Stealthchop is a feature in many modern boards which quiets the stepper motor at the expense of slight inaccuracies and reduced torque. For maximum speeds, you would want to disable Stealthchop. Unfortunately the “silent” boards that come in the Ender 5 require some soldering to disable Stealthchop (look up “Creality 4.2.2 and 4.2.7 UART mod”).

That said, if you have a more modern board, you can disable Stealthchop for maximum torque while increasing your micro-steps to achive a very similar level of quiet from your steppers. Here’s what you would add to your printer.cfg (change “tmc2209” to your model’s stepper driver):

[stepper_x]
...
microsteps: 128
rotation_distance: 40

[tmc2209 stepper_x]
...
run_current: 0.620
interpolate: False

[stepper_y]
...
microsteps: 128
rotation_distance: 40

[tmc2209 stepper_y]
...
run_current: 0.650
interpolate: False

Troubleshooting

Height adjustments

Once you’ve installed and tightened your hybrid X belt you might notice that it’s not running perfectly parallel all the way along its path, or you might find that it’s slightly too high or low and it’s rubbing against the X rail after it passes through the center idlers. If this happens, there’s a number of adjustments you can make, depending on what the issue is.
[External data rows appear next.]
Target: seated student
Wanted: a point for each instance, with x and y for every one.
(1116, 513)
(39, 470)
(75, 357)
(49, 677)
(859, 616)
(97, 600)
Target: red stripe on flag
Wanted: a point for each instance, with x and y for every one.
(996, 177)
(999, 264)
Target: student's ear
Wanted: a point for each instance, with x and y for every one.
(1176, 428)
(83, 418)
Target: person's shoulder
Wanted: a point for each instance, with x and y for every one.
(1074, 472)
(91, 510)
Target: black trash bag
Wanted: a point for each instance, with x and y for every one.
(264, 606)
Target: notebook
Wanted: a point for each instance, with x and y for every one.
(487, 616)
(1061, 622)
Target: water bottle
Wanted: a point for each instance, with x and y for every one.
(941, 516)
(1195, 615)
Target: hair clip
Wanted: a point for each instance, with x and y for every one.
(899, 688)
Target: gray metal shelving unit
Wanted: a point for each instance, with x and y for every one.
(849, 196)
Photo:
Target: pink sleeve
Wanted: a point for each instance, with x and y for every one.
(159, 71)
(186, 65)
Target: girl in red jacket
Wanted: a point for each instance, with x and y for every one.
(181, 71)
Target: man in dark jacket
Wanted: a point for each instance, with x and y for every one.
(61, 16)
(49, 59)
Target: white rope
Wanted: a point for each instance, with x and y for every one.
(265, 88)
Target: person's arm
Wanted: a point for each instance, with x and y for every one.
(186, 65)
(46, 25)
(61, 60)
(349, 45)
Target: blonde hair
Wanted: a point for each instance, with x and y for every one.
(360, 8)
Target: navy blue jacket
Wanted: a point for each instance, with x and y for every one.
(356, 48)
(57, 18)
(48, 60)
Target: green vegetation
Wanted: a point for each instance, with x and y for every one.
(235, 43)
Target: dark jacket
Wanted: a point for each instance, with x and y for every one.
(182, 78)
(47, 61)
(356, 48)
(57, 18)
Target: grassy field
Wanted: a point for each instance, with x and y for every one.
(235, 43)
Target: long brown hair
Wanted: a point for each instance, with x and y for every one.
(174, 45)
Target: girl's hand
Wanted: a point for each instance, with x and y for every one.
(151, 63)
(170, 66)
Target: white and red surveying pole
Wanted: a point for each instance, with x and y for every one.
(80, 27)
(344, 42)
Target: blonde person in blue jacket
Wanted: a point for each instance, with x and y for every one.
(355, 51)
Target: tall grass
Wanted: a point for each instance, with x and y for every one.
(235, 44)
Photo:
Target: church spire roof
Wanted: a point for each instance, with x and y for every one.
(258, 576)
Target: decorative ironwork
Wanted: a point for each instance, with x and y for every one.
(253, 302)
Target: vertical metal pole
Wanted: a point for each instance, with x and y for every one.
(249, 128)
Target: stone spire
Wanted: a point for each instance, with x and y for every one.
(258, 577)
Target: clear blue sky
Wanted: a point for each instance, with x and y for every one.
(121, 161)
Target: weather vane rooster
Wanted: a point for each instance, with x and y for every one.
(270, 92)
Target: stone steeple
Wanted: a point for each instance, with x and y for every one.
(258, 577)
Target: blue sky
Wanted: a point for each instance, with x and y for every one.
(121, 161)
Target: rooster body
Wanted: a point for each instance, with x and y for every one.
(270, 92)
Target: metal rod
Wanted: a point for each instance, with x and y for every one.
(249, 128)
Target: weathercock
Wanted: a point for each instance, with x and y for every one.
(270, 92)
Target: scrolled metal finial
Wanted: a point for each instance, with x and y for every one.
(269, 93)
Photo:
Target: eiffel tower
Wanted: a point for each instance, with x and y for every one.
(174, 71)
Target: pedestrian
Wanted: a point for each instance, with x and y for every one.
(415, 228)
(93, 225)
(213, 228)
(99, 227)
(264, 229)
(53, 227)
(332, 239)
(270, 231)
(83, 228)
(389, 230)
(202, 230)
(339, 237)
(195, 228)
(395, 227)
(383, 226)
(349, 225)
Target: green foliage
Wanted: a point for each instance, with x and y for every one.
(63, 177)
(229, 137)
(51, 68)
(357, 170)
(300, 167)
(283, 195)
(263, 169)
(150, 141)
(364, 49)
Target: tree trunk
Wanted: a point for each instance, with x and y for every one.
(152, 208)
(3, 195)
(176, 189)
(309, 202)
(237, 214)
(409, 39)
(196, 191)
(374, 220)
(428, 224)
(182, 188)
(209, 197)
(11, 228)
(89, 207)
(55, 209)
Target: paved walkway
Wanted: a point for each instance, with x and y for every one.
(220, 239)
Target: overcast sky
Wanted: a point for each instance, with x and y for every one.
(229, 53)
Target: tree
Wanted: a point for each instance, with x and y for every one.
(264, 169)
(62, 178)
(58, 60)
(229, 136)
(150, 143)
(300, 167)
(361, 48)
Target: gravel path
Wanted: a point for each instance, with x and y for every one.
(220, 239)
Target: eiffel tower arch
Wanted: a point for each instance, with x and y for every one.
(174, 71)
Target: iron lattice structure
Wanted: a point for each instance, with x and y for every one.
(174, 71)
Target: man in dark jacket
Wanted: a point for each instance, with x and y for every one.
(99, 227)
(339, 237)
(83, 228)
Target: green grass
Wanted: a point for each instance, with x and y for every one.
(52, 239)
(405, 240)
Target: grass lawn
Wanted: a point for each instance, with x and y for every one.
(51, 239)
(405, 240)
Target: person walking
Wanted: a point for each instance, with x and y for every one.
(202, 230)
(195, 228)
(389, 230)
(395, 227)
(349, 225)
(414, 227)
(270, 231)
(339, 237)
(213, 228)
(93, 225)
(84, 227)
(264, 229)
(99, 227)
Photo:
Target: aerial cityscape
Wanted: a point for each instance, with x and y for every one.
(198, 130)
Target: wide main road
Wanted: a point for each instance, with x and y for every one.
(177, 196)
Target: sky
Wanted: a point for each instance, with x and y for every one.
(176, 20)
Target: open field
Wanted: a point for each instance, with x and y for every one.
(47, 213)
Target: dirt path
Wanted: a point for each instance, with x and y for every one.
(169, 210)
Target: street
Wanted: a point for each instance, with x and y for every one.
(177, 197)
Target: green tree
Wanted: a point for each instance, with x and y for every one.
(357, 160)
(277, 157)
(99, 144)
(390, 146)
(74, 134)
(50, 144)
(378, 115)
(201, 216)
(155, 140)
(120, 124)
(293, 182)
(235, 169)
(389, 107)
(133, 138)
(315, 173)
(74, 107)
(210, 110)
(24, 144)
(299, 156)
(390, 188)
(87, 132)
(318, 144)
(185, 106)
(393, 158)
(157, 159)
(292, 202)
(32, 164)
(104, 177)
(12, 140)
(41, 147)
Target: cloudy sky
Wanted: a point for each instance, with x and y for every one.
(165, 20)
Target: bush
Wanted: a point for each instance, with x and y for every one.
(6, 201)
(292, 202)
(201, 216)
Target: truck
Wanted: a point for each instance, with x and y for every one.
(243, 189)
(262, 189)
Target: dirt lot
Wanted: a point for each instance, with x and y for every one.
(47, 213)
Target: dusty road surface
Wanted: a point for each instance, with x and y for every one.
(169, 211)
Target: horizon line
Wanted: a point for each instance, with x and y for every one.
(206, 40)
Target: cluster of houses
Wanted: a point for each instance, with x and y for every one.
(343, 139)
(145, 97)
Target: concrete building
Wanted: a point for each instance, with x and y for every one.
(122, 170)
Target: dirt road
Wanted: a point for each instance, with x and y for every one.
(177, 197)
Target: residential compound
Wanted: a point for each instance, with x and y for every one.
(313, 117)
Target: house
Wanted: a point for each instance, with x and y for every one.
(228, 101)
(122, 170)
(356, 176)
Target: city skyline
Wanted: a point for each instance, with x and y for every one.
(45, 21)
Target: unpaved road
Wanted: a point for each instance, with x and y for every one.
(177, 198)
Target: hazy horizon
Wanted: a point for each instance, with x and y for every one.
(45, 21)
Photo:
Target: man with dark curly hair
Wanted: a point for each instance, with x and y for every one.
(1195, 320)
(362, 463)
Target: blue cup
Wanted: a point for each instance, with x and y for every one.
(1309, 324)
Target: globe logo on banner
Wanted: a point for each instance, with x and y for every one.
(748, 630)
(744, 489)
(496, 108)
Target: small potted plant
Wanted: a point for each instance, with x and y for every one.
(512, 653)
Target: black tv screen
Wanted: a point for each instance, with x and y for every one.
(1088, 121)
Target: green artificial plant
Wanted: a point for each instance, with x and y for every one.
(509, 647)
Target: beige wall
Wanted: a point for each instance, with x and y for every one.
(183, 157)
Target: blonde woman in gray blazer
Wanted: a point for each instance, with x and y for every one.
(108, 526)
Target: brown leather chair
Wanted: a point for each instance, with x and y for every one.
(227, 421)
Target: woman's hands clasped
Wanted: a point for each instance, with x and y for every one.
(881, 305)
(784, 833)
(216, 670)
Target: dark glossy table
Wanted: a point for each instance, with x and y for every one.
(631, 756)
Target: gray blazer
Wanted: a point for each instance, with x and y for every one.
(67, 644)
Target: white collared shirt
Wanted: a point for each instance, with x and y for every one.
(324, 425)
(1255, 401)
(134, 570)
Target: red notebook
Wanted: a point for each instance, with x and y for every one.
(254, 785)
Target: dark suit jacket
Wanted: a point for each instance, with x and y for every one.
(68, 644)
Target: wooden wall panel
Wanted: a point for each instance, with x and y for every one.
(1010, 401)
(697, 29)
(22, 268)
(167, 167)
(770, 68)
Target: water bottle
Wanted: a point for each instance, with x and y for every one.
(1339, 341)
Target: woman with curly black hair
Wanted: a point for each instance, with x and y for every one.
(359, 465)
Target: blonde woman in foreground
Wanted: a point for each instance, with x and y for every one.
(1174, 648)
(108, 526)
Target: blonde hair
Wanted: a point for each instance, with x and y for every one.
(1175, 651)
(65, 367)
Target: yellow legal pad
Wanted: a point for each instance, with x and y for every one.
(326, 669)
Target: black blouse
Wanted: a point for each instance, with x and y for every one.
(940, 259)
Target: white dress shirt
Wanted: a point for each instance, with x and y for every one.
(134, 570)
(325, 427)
  1. Raise/lower the pulley on the X motor (many but not all Ender 5 models have an adjustable grub screw on the pulley)
  2. Raise the center idlers with another washer
  3. Raise the front corner idler with another washer

Quacking Noise

Sometimes during printing, mainly on faster travel moves, you might hear a sound that’s reminiscent of an oversized goose honking. While it may seem like a mechanical issue (something rubbing, needing oil, etc.) it actually goes away completely when disabling StealthChop (see the StealthChop section above).